Understanding IPO Listings
A strong listing pop, where a newly listed stock trades far above its Initial Public Offering (IPO) price, is often seen as a sign of success. However, according to Devina Mehra, founder of First Global, this is not always the case. In fact, a higher post-listing IPO price can signal a failure on the part of investment bankers to fetch the best price for the company.
What Do the Numbers Say?
Recently, some Indian stock market IPOs have seen narrower listing gains. On average, these companies have listed with a 5% gain, with 15 out of 29 companies listing at a premium of less than 5%. Since listing, the average returns for these companies have been around 7%.
The Role of Investment Bankers
So, why do investment bankers behave in this way? Mehra explains that investment bankers are paid bonuses based on the number of deals done and the amount of funds raised or fees earned. Their evaluation is only on their position in the league tables. This means that investment bankers are focused on maximizing the issue price for the company, rather than ensuring the stock performs well after the IPO.
Key points to consider:
- Investment bankers are not evaluated on the post-IPO performance of the stock.
- Their interests may not align with those of the banker syndicate or investors.

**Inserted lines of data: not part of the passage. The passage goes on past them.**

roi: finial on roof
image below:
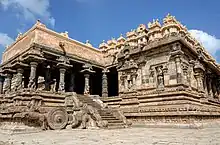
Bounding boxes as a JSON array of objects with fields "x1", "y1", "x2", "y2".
[
  {"x1": 60, "y1": 31, "x2": 69, "y2": 38},
  {"x1": 86, "y1": 40, "x2": 92, "y2": 47},
  {"x1": 35, "y1": 19, "x2": 46, "y2": 28},
  {"x1": 163, "y1": 13, "x2": 178, "y2": 25},
  {"x1": 16, "y1": 32, "x2": 22, "y2": 41},
  {"x1": 148, "y1": 19, "x2": 161, "y2": 29}
]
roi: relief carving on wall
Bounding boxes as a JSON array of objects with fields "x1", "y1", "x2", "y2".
[{"x1": 118, "y1": 49, "x2": 138, "y2": 91}]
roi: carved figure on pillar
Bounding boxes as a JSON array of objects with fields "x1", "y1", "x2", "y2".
[
  {"x1": 194, "y1": 61, "x2": 205, "y2": 93},
  {"x1": 69, "y1": 72, "x2": 75, "y2": 92},
  {"x1": 102, "y1": 69, "x2": 109, "y2": 97},
  {"x1": 57, "y1": 56, "x2": 71, "y2": 92},
  {"x1": 50, "y1": 79, "x2": 57, "y2": 92},
  {"x1": 4, "y1": 74, "x2": 12, "y2": 94},
  {"x1": 0, "y1": 75, "x2": 5, "y2": 94},
  {"x1": 156, "y1": 66, "x2": 164, "y2": 89},
  {"x1": 15, "y1": 68, "x2": 24, "y2": 91},
  {"x1": 28, "y1": 62, "x2": 38, "y2": 89},
  {"x1": 58, "y1": 68, "x2": 66, "y2": 92},
  {"x1": 207, "y1": 72, "x2": 213, "y2": 98},
  {"x1": 81, "y1": 64, "x2": 95, "y2": 95},
  {"x1": 45, "y1": 65, "x2": 51, "y2": 91}
]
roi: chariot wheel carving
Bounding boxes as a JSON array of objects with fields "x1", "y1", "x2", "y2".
[{"x1": 47, "y1": 108, "x2": 68, "y2": 130}]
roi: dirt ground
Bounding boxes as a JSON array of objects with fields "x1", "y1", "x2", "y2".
[{"x1": 0, "y1": 127, "x2": 220, "y2": 145}]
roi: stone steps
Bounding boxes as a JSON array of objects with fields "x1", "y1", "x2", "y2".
[{"x1": 78, "y1": 95, "x2": 126, "y2": 129}]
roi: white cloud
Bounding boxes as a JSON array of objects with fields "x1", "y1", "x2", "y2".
[
  {"x1": 0, "y1": 33, "x2": 14, "y2": 47},
  {"x1": 189, "y1": 30, "x2": 220, "y2": 58},
  {"x1": 0, "y1": 0, "x2": 55, "y2": 27}
]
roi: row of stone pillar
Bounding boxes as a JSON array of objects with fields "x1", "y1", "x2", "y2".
[{"x1": 0, "y1": 62, "x2": 109, "y2": 97}]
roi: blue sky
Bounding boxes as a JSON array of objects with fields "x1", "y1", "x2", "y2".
[{"x1": 0, "y1": 0, "x2": 220, "y2": 62}]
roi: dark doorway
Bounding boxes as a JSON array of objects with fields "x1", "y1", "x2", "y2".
[
  {"x1": 108, "y1": 67, "x2": 118, "y2": 97},
  {"x1": 90, "y1": 67, "x2": 102, "y2": 96}
]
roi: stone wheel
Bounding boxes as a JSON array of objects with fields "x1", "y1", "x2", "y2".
[{"x1": 47, "y1": 108, "x2": 68, "y2": 130}]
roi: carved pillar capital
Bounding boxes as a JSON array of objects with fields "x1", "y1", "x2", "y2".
[{"x1": 15, "y1": 68, "x2": 24, "y2": 91}]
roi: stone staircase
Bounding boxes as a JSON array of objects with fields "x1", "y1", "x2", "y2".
[{"x1": 77, "y1": 95, "x2": 127, "y2": 129}]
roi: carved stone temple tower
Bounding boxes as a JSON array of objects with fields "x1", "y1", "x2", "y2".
[{"x1": 0, "y1": 14, "x2": 220, "y2": 129}]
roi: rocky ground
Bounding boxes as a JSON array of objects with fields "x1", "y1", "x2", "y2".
[{"x1": 0, "y1": 127, "x2": 220, "y2": 145}]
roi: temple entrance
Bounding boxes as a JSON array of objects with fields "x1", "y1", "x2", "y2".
[
  {"x1": 90, "y1": 67, "x2": 102, "y2": 96},
  {"x1": 108, "y1": 67, "x2": 118, "y2": 97}
]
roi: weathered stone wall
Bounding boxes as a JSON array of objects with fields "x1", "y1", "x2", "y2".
[{"x1": 35, "y1": 29, "x2": 104, "y2": 64}]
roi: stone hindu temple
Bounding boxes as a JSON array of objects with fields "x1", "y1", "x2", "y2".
[{"x1": 0, "y1": 14, "x2": 220, "y2": 129}]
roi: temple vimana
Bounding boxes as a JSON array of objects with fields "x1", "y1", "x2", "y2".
[{"x1": 0, "y1": 14, "x2": 220, "y2": 130}]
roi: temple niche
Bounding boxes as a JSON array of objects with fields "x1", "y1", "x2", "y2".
[{"x1": 0, "y1": 14, "x2": 220, "y2": 130}]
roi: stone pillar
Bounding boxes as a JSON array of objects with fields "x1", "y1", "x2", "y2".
[
  {"x1": 16, "y1": 68, "x2": 24, "y2": 90},
  {"x1": 58, "y1": 68, "x2": 66, "y2": 92},
  {"x1": 207, "y1": 75, "x2": 213, "y2": 98},
  {"x1": 0, "y1": 75, "x2": 5, "y2": 94},
  {"x1": 69, "y1": 72, "x2": 75, "y2": 92},
  {"x1": 84, "y1": 74, "x2": 90, "y2": 95},
  {"x1": 45, "y1": 65, "x2": 51, "y2": 91},
  {"x1": 175, "y1": 55, "x2": 182, "y2": 84},
  {"x1": 4, "y1": 74, "x2": 12, "y2": 94},
  {"x1": 195, "y1": 71, "x2": 204, "y2": 93},
  {"x1": 28, "y1": 62, "x2": 38, "y2": 89},
  {"x1": 102, "y1": 70, "x2": 109, "y2": 97}
]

- Investors should be cautious of prominent global banks or domestic institutions attached to an IPO, as their interests may not be the same as theirs.
A Word of Caution
For investors, it's essential to understand that market conditions can change rapidly, and circumstances may vary. It's crucial to consult with certified experts before making any investment decisions. By being aware of these factors, investors can make more informed decisions and avoid potential pitfalls in the stock market.